Mimarlığını Hacı Emin Paşa ve Sarkis Baylan’ın yaptığı Dolmabahçe Sarayı’nın mimarisinde; Fransız Baroğu, Alman Rokoko üslûbu, İtalyan Rönesansı ve İngiliz neoklasik tarzı bir arada kullanılmıştır. Osmanlı İmparatorluğu, Topkapı Sarayı’ndan sonra 70 yıl boyunca buradan yönetilmiştir. Ulu önder Mustafa Kemal Atatürk’ün son dönemlerini geçirdiği ve vefat ettiği yapı olması nedeniyle de büyük bir öneme sahiptir.

Botter Apartmanı

botter apartmanı

Ünlü İtalyan mimar Raimondo D’Aronco tarafından 19. yüzyılda yapılan apartman, Osmanlı Dönemi’nin ve Türkiye’nin ilk modaevi olma özelliği taşır. Levanten terzi Jean Botter’ın isteği üzerine Beyoğlu’nda inşa edilen yapı, Art Nouveau tarzının İstanbul’daki en seçkin örneklerinden biridir.

Art Nouveau tarzının doğal ışık kullanımı, gül motifli pencere vitrayları ve sarmaşık desenleri binanın ön cephesini zarif bir şekilde süsler. Ön cephe süslemelerinde en dikkat çeken detaylardan biri, gülümseyen yüzü ve dalgalı saçlarıyla Demeter rölyefleridir. Bugün müze olarak kullanılmaya devam eden yapı, özel sergilere de ev sahipliği yapar.

Süleymaniye Camii

Mimar Sinan’ın kalfalık eseri olarak adlandırdığı Süleymaniye Camii, dönemin padişahı Kanuni Sultan Süleyman’ın isteği üzerine inşa edilmiştir. Mimar Sinan’ın bu alandaki yeteneğini bir kez daha sergilediği yapılardan olan Süleymaniye Camii, hayranlık uyandırıcı bir heybete sahiptir.

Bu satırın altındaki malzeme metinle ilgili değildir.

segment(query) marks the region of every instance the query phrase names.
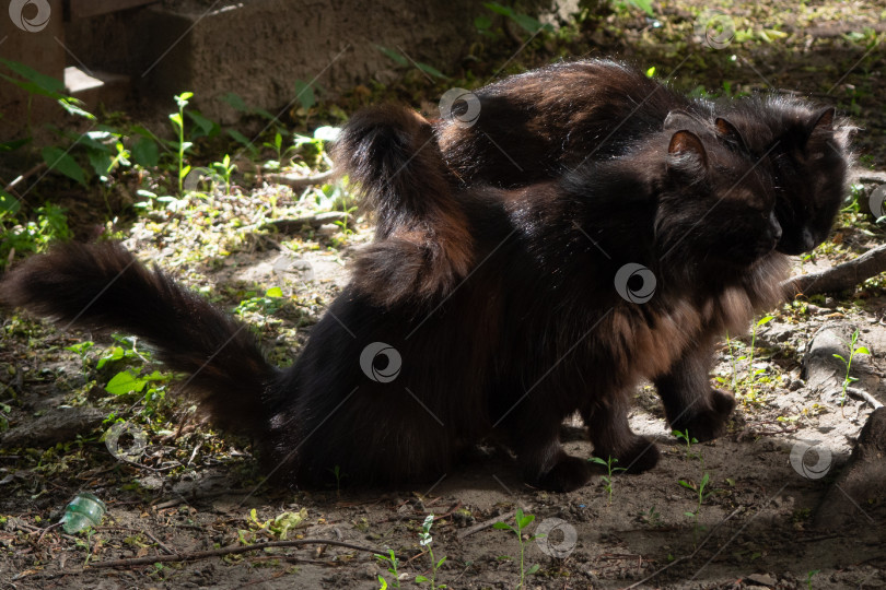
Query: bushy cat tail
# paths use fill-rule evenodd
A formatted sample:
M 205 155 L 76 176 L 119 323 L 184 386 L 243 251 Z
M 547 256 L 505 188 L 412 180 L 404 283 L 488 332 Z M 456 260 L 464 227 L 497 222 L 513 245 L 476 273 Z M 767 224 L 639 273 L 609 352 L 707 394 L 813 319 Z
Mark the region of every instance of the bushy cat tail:
M 259 435 L 263 397 L 277 369 L 245 324 L 116 243 L 65 244 L 34 256 L 0 283 L 0 300 L 66 329 L 112 330 L 156 347 L 214 424 Z
M 341 130 L 334 156 L 377 224 L 375 243 L 357 260 L 358 287 L 393 305 L 445 293 L 466 276 L 468 220 L 427 119 L 395 105 L 363 109 Z

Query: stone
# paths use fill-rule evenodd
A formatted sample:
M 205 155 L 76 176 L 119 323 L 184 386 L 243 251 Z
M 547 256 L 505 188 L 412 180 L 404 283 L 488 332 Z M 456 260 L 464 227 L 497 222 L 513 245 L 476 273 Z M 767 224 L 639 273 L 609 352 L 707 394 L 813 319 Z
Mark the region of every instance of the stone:
M 2 438 L 5 448 L 51 447 L 89 434 L 102 425 L 105 412 L 95 408 L 56 408 L 13 428 Z

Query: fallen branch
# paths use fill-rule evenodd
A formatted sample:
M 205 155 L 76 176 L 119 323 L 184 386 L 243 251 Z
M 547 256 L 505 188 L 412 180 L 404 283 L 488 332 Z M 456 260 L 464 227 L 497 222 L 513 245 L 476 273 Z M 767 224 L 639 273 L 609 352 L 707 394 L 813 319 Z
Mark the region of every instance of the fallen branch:
M 886 271 L 886 244 L 867 250 L 855 260 L 837 264 L 833 268 L 794 276 L 782 283 L 782 287 L 794 295 L 837 293 L 853 288 L 859 283 Z
M 295 176 L 294 174 L 270 173 L 265 178 L 270 182 L 285 185 L 293 188 L 304 188 L 312 185 L 325 185 L 336 175 L 335 170 L 315 174 L 314 176 Z
M 318 229 L 322 225 L 328 223 L 346 222 L 349 225 L 353 223 L 353 215 L 342 211 L 329 211 L 327 213 L 317 213 L 316 215 L 306 215 L 304 217 L 284 217 L 281 220 L 271 220 L 263 227 L 273 227 L 283 234 L 293 234 L 301 232 L 305 225 Z
M 480 522 L 479 524 L 475 524 L 474 527 L 467 528 L 464 531 L 461 531 L 458 533 L 458 539 L 464 539 L 465 536 L 467 536 L 469 534 L 474 534 L 474 533 L 479 532 L 479 531 L 481 531 L 483 529 L 488 529 L 489 527 L 492 527 L 496 522 L 501 522 L 503 520 L 508 520 L 509 518 L 511 518 L 515 514 L 516 514 L 516 510 L 511 510 L 510 512 L 504 512 L 503 515 L 499 515 L 496 518 L 490 518 L 489 520 L 485 520 L 485 521 Z
M 255 545 L 229 545 L 217 550 L 196 551 L 194 553 L 176 553 L 173 555 L 154 555 L 153 557 L 133 557 L 130 559 L 110 559 L 108 562 L 92 562 L 90 568 L 103 567 L 131 567 L 140 565 L 151 565 L 158 562 L 194 562 L 197 559 L 206 559 L 207 557 L 219 557 L 222 555 L 236 555 L 240 553 L 247 553 L 250 551 L 260 551 L 269 547 L 298 547 L 301 545 L 335 545 L 337 547 L 347 547 L 354 551 L 364 551 L 378 555 L 386 555 L 385 550 L 375 547 L 364 547 L 346 543 L 343 541 L 331 541 L 327 539 L 295 539 L 292 541 L 270 541 L 268 543 L 257 543 Z M 399 558 L 399 557 L 398 557 Z M 80 571 L 74 571 L 79 574 Z

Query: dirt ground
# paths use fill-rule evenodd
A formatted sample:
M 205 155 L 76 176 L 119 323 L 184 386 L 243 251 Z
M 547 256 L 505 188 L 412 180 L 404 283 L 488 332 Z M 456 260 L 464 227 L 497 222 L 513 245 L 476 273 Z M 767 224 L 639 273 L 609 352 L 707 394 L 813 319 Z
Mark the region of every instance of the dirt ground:
M 864 128 L 855 141 L 860 163 L 886 169 L 886 59 L 882 45 L 871 50 L 865 45 L 876 39 L 865 27 L 882 22 L 886 5 L 803 7 L 782 9 L 778 17 L 756 4 L 732 10 L 738 28 L 747 25 L 755 35 L 818 31 L 808 37 L 805 54 L 778 42 L 716 59 L 693 54 L 697 63 L 679 67 L 678 84 L 710 90 L 731 80 L 727 92 L 769 85 L 832 99 Z M 656 26 L 636 17 L 619 42 L 622 54 L 646 59 L 631 44 L 654 45 L 656 31 L 674 21 L 686 26 L 688 20 L 691 27 L 680 11 L 692 3 L 661 8 L 673 19 L 662 17 Z M 846 40 L 852 32 L 861 39 Z M 656 56 L 663 68 L 685 57 Z M 837 88 L 833 95 L 830 86 Z M 855 258 L 883 241 L 882 225 L 864 212 L 875 186 L 868 181 L 858 189 L 858 204 L 848 203 L 831 238 L 814 256 L 794 259 L 795 274 Z M 268 205 L 270 197 L 275 206 Z M 335 225 L 281 234 L 263 229 L 260 220 L 280 211 L 314 214 L 298 197 L 280 187 L 244 186 L 236 198 L 195 200 L 179 212 L 155 211 L 106 229 L 120 232 L 142 260 L 156 262 L 223 307 L 238 307 L 273 362 L 284 365 L 347 283 L 349 261 L 372 231 L 365 220 L 349 232 Z M 261 295 L 272 287 L 283 296 L 269 303 Z M 164 384 L 163 394 L 150 403 L 141 396 L 109 396 L 104 386 L 116 370 L 153 367 L 138 355 L 97 367 L 118 342 L 0 312 L 0 416 L 9 423 L 0 447 L 0 588 L 375 590 L 385 587 L 380 576 L 386 587 L 396 587 L 389 564 L 373 556 L 388 550 L 400 557 L 400 587 L 429 586 L 416 578 L 432 575 L 420 533 L 427 516 L 434 515 L 430 546 L 435 560 L 446 557 L 436 585 L 511 589 L 521 579 L 521 543 L 492 524 L 513 524 L 517 509 L 535 517 L 524 531 L 523 569 L 538 568 L 527 575 L 526 588 L 886 588 L 886 487 L 865 498 L 835 494 L 872 406 L 855 397 L 843 399 L 811 377 L 830 370 L 842 381 L 839 364 L 823 368 L 820 358 L 815 364 L 812 344 L 826 331 L 846 343 L 858 330 L 856 345 L 870 354 L 854 356 L 852 387 L 886 403 L 882 275 L 854 292 L 788 303 L 754 335 L 724 341 L 712 382 L 734 391 L 738 406 L 728 434 L 715 441 L 687 446 L 675 438 L 654 389 L 638 389 L 631 424 L 656 439 L 658 465 L 641 475 L 611 477 L 601 467 L 599 477 L 569 494 L 523 484 L 513 458 L 491 442 L 436 481 L 398 491 L 350 491 L 347 474 L 340 488 L 271 487 L 257 471 L 249 441 L 202 424 L 176 398 L 176 382 Z M 82 353 L 66 350 L 83 341 L 95 345 Z M 839 352 L 848 355 L 848 346 Z M 147 353 L 139 349 L 139 354 Z M 836 363 L 830 353 L 825 356 Z M 143 448 L 126 436 L 120 448 L 132 452 L 121 455 L 108 445 L 106 433 L 117 418 L 131 425 L 130 435 L 144 434 Z M 562 437 L 570 453 L 590 458 L 593 448 L 582 428 L 572 420 Z M 107 515 L 89 534 L 65 533 L 55 524 L 67 503 L 84 491 L 106 503 Z M 843 518 L 839 526 L 823 526 L 820 515 L 835 503 Z M 294 526 L 283 532 L 285 522 Z M 532 539 L 540 533 L 546 535 Z M 351 546 L 282 546 L 284 540 Z M 232 546 L 252 551 L 225 548 Z M 217 554 L 200 554 L 211 551 Z M 182 558 L 164 560 L 170 556 Z M 117 559 L 141 560 L 108 567 Z

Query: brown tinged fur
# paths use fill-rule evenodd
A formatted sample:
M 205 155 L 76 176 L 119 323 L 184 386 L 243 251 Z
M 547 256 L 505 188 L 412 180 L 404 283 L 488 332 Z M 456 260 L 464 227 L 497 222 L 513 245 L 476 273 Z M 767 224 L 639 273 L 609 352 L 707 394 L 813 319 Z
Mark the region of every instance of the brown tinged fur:
M 336 168 L 362 192 L 376 241 L 357 258 L 361 288 L 380 305 L 428 299 L 467 274 L 471 236 L 431 125 L 393 105 L 364 109 L 341 131 Z
M 654 445 L 628 425 L 633 387 L 666 380 L 696 354 L 703 366 L 706 337 L 745 326 L 770 303 L 758 282 L 783 268 L 766 172 L 691 130 L 652 134 L 557 182 L 455 199 L 482 261 L 459 287 L 413 295 L 397 256 L 377 264 L 403 284 L 365 282 L 358 267 L 282 371 L 235 321 L 117 245 L 28 259 L 0 296 L 150 341 L 191 374 L 211 417 L 252 434 L 266 472 L 289 485 L 328 483 L 334 469 L 349 484 L 435 481 L 461 449 L 498 430 L 528 483 L 570 491 L 591 471 L 560 445 L 563 418 L 582 412 L 597 456 L 652 468 Z M 390 236 L 376 244 L 404 246 Z M 656 279 L 644 303 L 616 283 L 628 263 Z M 380 305 L 384 294 L 366 284 L 405 296 Z M 698 375 L 707 374 L 689 371 Z M 685 393 L 689 377 L 665 384 L 668 418 L 697 438 L 696 428 L 715 435 L 734 400 L 708 384 Z

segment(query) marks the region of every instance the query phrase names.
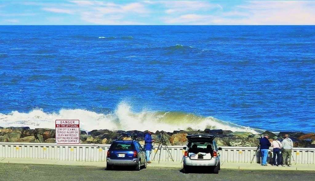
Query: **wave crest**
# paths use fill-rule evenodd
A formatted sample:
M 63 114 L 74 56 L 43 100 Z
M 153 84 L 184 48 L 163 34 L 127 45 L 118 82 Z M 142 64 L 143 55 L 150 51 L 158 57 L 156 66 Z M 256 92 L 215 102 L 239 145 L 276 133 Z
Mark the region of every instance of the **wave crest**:
M 258 133 L 252 128 L 211 116 L 175 111 L 143 110 L 135 113 L 131 110 L 130 106 L 124 102 L 119 104 L 113 112 L 106 114 L 82 109 L 62 109 L 58 113 L 47 113 L 41 109 L 34 109 L 28 113 L 14 111 L 8 114 L 0 113 L 0 126 L 53 129 L 54 121 L 57 119 L 79 119 L 81 129 L 88 131 L 106 129 L 173 132 L 190 127 L 196 130 L 210 128 Z

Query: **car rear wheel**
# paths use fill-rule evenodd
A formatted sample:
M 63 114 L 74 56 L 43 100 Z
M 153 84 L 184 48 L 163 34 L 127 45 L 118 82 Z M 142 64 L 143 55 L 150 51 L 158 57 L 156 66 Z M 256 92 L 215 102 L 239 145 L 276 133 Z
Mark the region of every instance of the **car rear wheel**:
M 135 168 L 135 170 L 136 171 L 140 171 L 140 169 L 141 168 L 140 165 L 140 160 L 139 160 L 137 162 L 137 165 L 136 165 Z
M 146 161 L 144 162 L 144 165 L 142 166 L 143 168 L 146 168 L 146 166 L 147 165 L 147 163 L 146 163 Z
M 106 170 L 112 170 L 113 166 L 110 165 L 107 165 L 106 166 Z
M 212 169 L 212 173 L 213 173 L 215 174 L 217 174 L 219 173 L 219 169 L 220 166 L 219 165 L 217 165 L 216 167 L 214 167 Z
M 183 167 L 183 169 L 184 170 L 184 173 L 188 173 L 190 172 L 190 168 L 186 165 L 184 165 Z

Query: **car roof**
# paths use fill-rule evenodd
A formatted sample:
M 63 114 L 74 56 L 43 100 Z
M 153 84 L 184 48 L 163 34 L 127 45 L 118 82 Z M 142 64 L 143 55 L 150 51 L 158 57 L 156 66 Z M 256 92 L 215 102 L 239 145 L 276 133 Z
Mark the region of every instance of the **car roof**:
M 215 136 L 211 134 L 192 134 L 186 136 L 188 141 L 204 141 L 207 140 L 212 141 Z
M 113 143 L 115 142 L 129 142 L 130 143 L 137 141 L 135 140 L 115 140 Z

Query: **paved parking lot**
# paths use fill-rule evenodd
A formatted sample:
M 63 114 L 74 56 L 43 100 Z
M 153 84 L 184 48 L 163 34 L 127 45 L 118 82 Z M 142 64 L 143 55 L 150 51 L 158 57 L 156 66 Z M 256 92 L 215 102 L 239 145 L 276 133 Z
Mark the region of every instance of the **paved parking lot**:
M 315 171 L 223 169 L 186 174 L 178 168 L 148 168 L 140 172 L 86 166 L 0 163 L 0 180 L 314 180 Z

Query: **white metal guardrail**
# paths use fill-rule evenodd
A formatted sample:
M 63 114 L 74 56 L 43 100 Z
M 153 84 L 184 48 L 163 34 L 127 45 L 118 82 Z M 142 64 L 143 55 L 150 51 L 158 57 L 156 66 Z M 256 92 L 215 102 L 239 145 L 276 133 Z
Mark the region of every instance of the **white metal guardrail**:
M 43 159 L 78 161 L 105 161 L 107 150 L 110 144 L 56 144 L 53 143 L 0 142 L 0 158 Z M 169 146 L 168 149 L 175 161 L 181 161 L 184 146 Z M 151 155 L 153 158 L 157 146 L 154 146 Z M 257 147 L 222 147 L 220 151 L 221 162 L 249 163 Z M 163 146 L 160 161 L 171 161 Z M 160 156 L 159 150 L 154 161 Z M 270 149 L 269 159 L 272 156 Z M 297 163 L 315 164 L 315 148 L 296 148 L 292 152 Z M 253 162 L 259 162 L 257 153 Z M 292 160 L 292 161 L 293 161 Z

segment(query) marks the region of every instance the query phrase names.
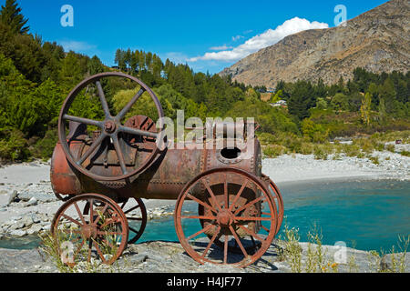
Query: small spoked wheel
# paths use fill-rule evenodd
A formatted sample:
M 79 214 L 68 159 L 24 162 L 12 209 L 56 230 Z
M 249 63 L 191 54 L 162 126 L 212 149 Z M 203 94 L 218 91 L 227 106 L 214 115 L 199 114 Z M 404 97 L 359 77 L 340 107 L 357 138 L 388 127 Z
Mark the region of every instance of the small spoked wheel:
M 94 206 L 97 206 L 94 202 Z M 144 233 L 147 226 L 147 208 L 144 202 L 140 198 L 125 198 L 118 202 L 124 215 L 128 223 L 128 244 L 135 244 Z M 89 214 L 89 203 L 84 206 L 84 215 Z
M 109 108 L 108 98 L 106 96 L 108 92 L 104 92 L 103 89 L 104 82 L 108 81 L 108 77 L 122 78 L 124 82 L 128 81 L 129 84 L 136 85 L 137 89 L 139 89 L 121 109 L 117 109 L 115 113 L 112 108 Z M 91 88 L 94 88 L 96 93 L 91 94 L 90 92 L 93 92 Z M 159 118 L 157 132 L 135 128 L 124 122 L 127 115 L 137 106 L 135 105 L 138 99 L 143 98 L 145 92 L 147 92 L 147 96 L 154 104 L 157 111 L 156 114 Z M 99 112 L 99 116 L 94 116 L 90 113 L 83 112 L 85 111 L 83 107 L 87 105 L 80 103 L 85 102 L 83 100 L 87 100 L 87 96 L 93 96 L 94 95 L 98 96 L 99 102 L 90 103 L 89 105 L 95 106 L 96 111 L 99 108 L 99 111 L 97 111 Z M 87 117 L 84 115 L 87 115 Z M 164 133 L 161 132 L 163 129 L 161 117 L 163 116 L 164 113 L 159 100 L 154 92 L 143 82 L 123 73 L 101 73 L 85 79 L 68 94 L 58 117 L 58 138 L 67 160 L 80 173 L 97 181 L 118 181 L 141 173 L 158 156 L 157 154 L 164 146 L 165 137 Z M 87 128 L 89 127 L 89 130 L 93 130 L 95 133 L 95 136 L 87 142 L 87 147 L 83 153 L 80 153 L 79 156 L 72 153 L 70 148 L 69 143 L 75 137 L 69 137 L 66 133 L 68 122 L 85 125 Z M 133 155 L 131 154 L 130 145 L 124 141 L 126 136 L 128 136 L 127 138 L 129 138 L 129 136 L 139 139 L 149 138 L 154 143 L 155 148 L 137 166 L 131 161 Z M 114 148 L 119 168 L 110 172 L 109 175 L 96 174 L 91 171 L 91 167 L 94 163 L 100 163 L 98 158 L 104 157 L 104 155 L 106 155 L 105 151 L 108 147 Z M 106 161 L 105 163 L 107 164 L 108 162 Z
M 244 267 L 271 246 L 278 216 L 265 183 L 243 170 L 220 167 L 185 186 L 174 222 L 182 246 L 197 262 Z
M 135 244 L 141 237 L 147 226 L 147 209 L 144 202 L 140 198 L 129 198 L 119 206 L 128 221 L 128 244 Z
M 88 214 L 80 208 L 88 205 Z M 112 199 L 98 194 L 83 194 L 58 209 L 51 233 L 61 262 L 74 266 L 91 259 L 110 265 L 127 247 L 128 224 Z
M 281 229 L 282 223 L 283 222 L 283 214 L 284 214 L 283 198 L 278 186 L 276 186 L 276 184 L 273 183 L 272 180 L 271 180 L 269 176 L 262 174 L 262 179 L 264 179 L 269 183 L 269 190 L 271 191 L 271 194 L 272 195 L 276 202 L 276 206 L 278 210 L 278 229 L 276 232 L 277 235 L 279 230 Z

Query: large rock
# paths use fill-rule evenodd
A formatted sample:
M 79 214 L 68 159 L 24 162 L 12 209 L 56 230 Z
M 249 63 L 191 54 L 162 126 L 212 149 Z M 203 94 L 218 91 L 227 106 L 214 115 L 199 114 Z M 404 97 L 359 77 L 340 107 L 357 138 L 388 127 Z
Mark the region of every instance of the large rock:
M 7 206 L 9 206 L 12 202 L 15 202 L 15 200 L 17 198 L 17 196 L 18 196 L 18 192 L 16 190 L 10 193 L 10 195 L 8 196 L 8 200 L 7 200 Z
M 383 271 L 410 273 L 410 253 L 384 255 L 380 266 Z
M 29 273 L 41 268 L 49 272 L 57 271 L 38 249 L 0 248 L 0 273 Z

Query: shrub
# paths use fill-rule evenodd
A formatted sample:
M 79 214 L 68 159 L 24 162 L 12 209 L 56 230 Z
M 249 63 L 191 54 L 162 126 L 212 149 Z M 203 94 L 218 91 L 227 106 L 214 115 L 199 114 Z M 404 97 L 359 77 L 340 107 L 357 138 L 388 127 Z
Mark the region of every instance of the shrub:
M 31 152 L 35 157 L 48 159 L 53 155 L 53 150 L 57 141 L 57 130 L 48 130 L 43 139 L 39 139 L 31 146 Z
M 269 145 L 263 148 L 263 155 L 267 157 L 278 157 L 287 151 L 286 147 L 279 145 Z
M 395 153 L 395 145 L 387 145 L 385 146 L 385 149 L 388 150 L 389 152 Z
M 314 158 L 316 160 L 327 160 L 327 153 L 323 146 L 316 146 L 313 150 Z
M 3 135 L 1 135 L 3 134 Z M 0 133 L 0 161 L 25 161 L 30 156 L 27 141 L 17 129 L 5 129 Z
M 400 153 L 400 155 L 404 156 L 410 156 L 410 152 L 409 151 L 402 151 Z

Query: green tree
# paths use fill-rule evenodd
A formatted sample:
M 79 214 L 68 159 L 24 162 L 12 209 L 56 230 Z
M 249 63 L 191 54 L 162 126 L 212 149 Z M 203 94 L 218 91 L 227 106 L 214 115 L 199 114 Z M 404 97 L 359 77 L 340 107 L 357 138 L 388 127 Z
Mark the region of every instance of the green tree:
M 28 19 L 25 19 L 15 0 L 5 0 L 5 5 L 0 10 L 0 22 L 10 25 L 15 34 L 24 35 L 29 30 L 29 26 L 26 25 Z
M 336 111 L 343 111 L 349 109 L 349 103 L 347 96 L 343 93 L 337 93 L 332 98 L 331 105 Z
M 371 105 L 372 105 L 372 96 L 370 93 L 367 92 L 362 99 L 362 106 L 360 107 L 362 121 L 366 125 L 370 125 Z

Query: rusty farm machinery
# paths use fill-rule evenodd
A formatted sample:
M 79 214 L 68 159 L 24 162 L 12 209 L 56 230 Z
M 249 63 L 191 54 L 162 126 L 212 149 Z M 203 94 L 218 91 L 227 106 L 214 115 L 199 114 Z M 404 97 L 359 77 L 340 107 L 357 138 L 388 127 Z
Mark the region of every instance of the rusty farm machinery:
M 107 78 L 122 78 L 136 88 L 116 115 L 103 89 Z M 76 98 L 91 86 L 103 118 L 78 116 L 73 109 Z M 129 115 L 142 95 L 155 105 L 157 121 Z M 92 75 L 69 93 L 58 118 L 50 173 L 53 190 L 64 201 L 51 226 L 64 263 L 92 257 L 114 263 L 146 228 L 142 198 L 176 200 L 176 234 L 186 253 L 200 264 L 244 267 L 270 247 L 282 225 L 283 202 L 278 187 L 261 173 L 258 140 L 245 133 L 241 149 L 229 147 L 222 130 L 221 148 L 215 141 L 202 148 L 187 143 L 163 146 L 168 142 L 161 134 L 163 116 L 154 92 L 126 74 Z M 234 124 L 221 127 L 230 126 L 245 131 Z M 210 127 L 214 133 L 218 126 Z

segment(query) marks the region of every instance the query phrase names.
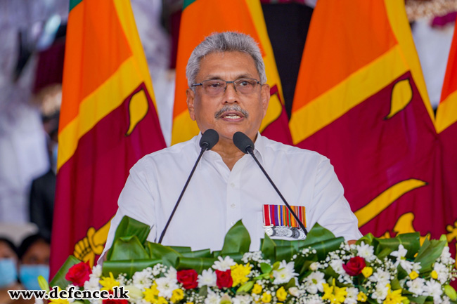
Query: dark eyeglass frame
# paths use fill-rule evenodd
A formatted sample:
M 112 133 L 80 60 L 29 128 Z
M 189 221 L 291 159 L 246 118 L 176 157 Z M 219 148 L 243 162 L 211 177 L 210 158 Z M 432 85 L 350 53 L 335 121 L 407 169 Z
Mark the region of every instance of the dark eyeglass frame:
M 191 87 L 192 87 L 193 88 L 195 88 L 196 86 L 202 86 L 202 88 L 203 88 L 203 84 L 207 81 L 219 81 L 225 82 L 225 87 L 224 88 L 224 91 L 221 91 L 221 93 L 222 93 L 222 92 L 225 93 L 226 90 L 227 89 L 227 86 L 228 85 L 228 84 L 233 84 L 233 88 L 235 89 L 235 91 L 238 93 L 238 91 L 236 89 L 236 87 L 237 87 L 238 84 L 236 84 L 236 83 L 240 83 L 240 82 L 243 82 L 243 81 L 247 81 L 247 80 L 254 80 L 255 81 L 256 81 L 256 83 L 255 83 L 256 85 L 257 85 L 257 84 L 261 84 L 262 85 L 262 83 L 259 81 L 258 81 L 257 79 L 255 79 L 255 78 L 240 78 L 238 79 L 235 79 L 235 80 L 232 80 L 232 81 L 226 81 L 226 80 L 224 80 L 224 79 L 207 79 L 207 80 L 204 80 L 202 82 L 200 82 L 198 84 L 193 84 L 191 85 Z M 213 95 L 213 94 L 207 94 L 206 93 L 205 90 L 203 90 L 203 92 L 207 95 Z M 240 91 L 239 93 L 241 93 L 242 94 L 244 94 L 243 92 L 240 92 Z M 214 94 L 214 95 L 217 95 L 218 94 Z

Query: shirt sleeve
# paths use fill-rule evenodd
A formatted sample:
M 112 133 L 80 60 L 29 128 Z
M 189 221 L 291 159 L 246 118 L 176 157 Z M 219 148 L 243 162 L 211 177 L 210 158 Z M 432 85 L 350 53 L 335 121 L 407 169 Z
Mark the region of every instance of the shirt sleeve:
M 143 160 L 139 161 L 130 170 L 130 175 L 119 196 L 117 212 L 111 219 L 106 244 L 98 263 L 105 252 L 111 248 L 116 229 L 125 216 L 148 225 L 151 230 L 148 239 L 154 242 L 155 213 L 154 196 L 150 185 L 150 183 L 153 183 L 153 178 L 150 176 L 152 172 L 154 171 L 153 168 L 150 168 L 150 164 Z
M 312 216 L 321 226 L 330 230 L 335 237 L 345 239 L 359 239 L 358 220 L 344 196 L 342 185 L 338 180 L 330 160 L 323 157 L 316 171 Z

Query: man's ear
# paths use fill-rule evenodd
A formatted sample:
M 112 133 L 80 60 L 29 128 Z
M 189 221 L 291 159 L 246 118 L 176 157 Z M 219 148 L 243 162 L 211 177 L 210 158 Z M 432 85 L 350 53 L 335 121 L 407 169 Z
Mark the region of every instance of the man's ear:
M 268 104 L 270 102 L 270 86 L 265 84 L 262 86 L 262 91 L 260 91 L 260 98 L 262 98 L 262 107 L 264 110 L 264 117 L 266 114 L 266 109 L 268 109 Z
M 187 96 L 187 99 L 186 100 L 186 102 L 187 103 L 187 110 L 189 111 L 191 119 L 195 120 L 195 112 L 193 107 L 193 101 L 195 100 L 195 93 L 191 88 L 188 88 L 186 90 L 186 95 Z

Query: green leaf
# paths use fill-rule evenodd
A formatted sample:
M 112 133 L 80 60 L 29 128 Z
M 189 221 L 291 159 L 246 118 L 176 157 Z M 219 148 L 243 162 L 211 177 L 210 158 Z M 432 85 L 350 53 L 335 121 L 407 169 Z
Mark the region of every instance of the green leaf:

Camide bulunan on şerefe Sultan Süleyman’ın onuncu Osmanlı padişahı olduğunu, dört minareyse İstanbul’un fethinden sonraki dördüncü hükümdar olduğunu anlatır. İstanbul’un simgelerinden biri olan Süleymaniye Camii, her yıl yerli ve yabancı turistlerin en çok ziyaret ettiği tarihî yapılar arasında yer alır.

Beylerbeyi Sarayı

beylerbeyi sarayı

Beylerbeyi Sarayı, 1861-1865 yılları arasında Sultan Abdülaziz’in isteği üzerine inşa edilmiştir. Konukevi olarak tasarlanan ve başta İran şahı Pehlevi olmak üzere pek çok önemli ismi ağırlayan yapı, İstanbul Boğazı’nın eşsiz manzarasıyla bütünleşir.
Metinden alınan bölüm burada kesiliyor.